Additional limitations of this study include the fact that CRP in the surgical group may be confounded by the surgery itself; i.e. some of the elevated CRP levels occurring within 72 h post-diagnosis in the surgical group occurred following neonatal surgery and therefore could be a result of the operation itself rather than an indicator of disease severity. However, of the 36 surgical NEC cases that exhibited a CRP value above 0.07 mg/dL (above the upper limit of normal), only 8 of these cases had CRP values included in this study which occurred following surgical intervention, and four of the eight had already displayed high (significantly >0.07 mg/dL) CRP levels before any surgical intervention. Overall, the influence of surgical intervention on CRP data is unlikely to have affected overall data trends but should be accounted for when applying this finding to clinical practice.

This study’s characterization of nutrition using the single most recent feed before NEC diagnosis also presents a limitation, as this method provides only a snapshot of nutrition status and may not be wholly reflective of the neonate’s diet. For example, the infant may have been receiving maternal milk for several weeks but was supplemented with a donor milk feed as their last feed before NEC diagnosis, and so was categorized as a “donor milk” case in our study. Future research assessing a wider data set of feedings for each neonate is required to assess the validity of the data presented here.

Additionally, thrombocytopenia, one of the significant markers of progression to surgery/death in this study, is included as a sign in the modified Bell Staging criteria for NEC. As the modified Bell staging criteria are known and used widely, the presence of this laboratory anomaly included in the Bell criteria may have influenced clinicians’ decisions for surgical management, confounding the association between thrombocytopenia and surgical NEC. Finally, this study does not account for populations without a diagnosis of NEC, so the risk factors described are limited by this perspective. However, as this research corroborated well-studied associations relating NEC to elevated CRP, decreasing platelet count, and lower maternal milk intake, there is established validity to the findings.

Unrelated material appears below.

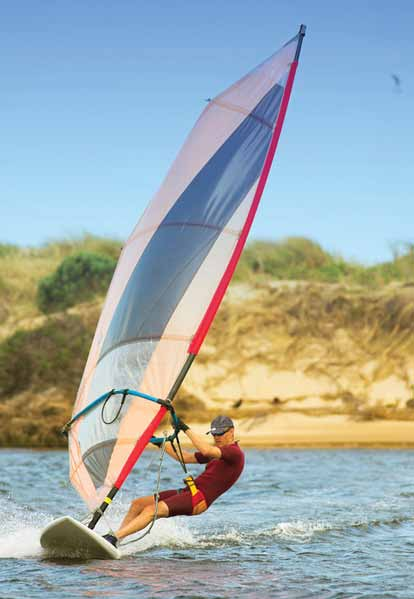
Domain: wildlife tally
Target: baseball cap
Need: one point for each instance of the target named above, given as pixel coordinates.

The study only accounts for associations between risk factors and NEC outcomes and does not conclude causal relationships.

In summary, elevated CRP, low platelets, positive blood culture results, and the need for inotropic medication or vasopressors within 24 h of NEC diagnosis are significantly associated with progression to NEC-related surgery or death. Few maternal or demographic markers predicted the risk of surgical vs. medical NEC beyond birth weight and gestational age. Neonates receiving fortified human milk showed lower rates of NEC-related surgery or death; surgery and death rates were lowest among neonates receiving fortified, maternal milk compared to all other nutrition types. Increased abdominal circumference at birth is a potential early marker of increased risk for severe NEC. Further investigation is warranted to clarify the association between antenatal steroid receipt and NEC severity and to determine the utility above markers in clinical practice.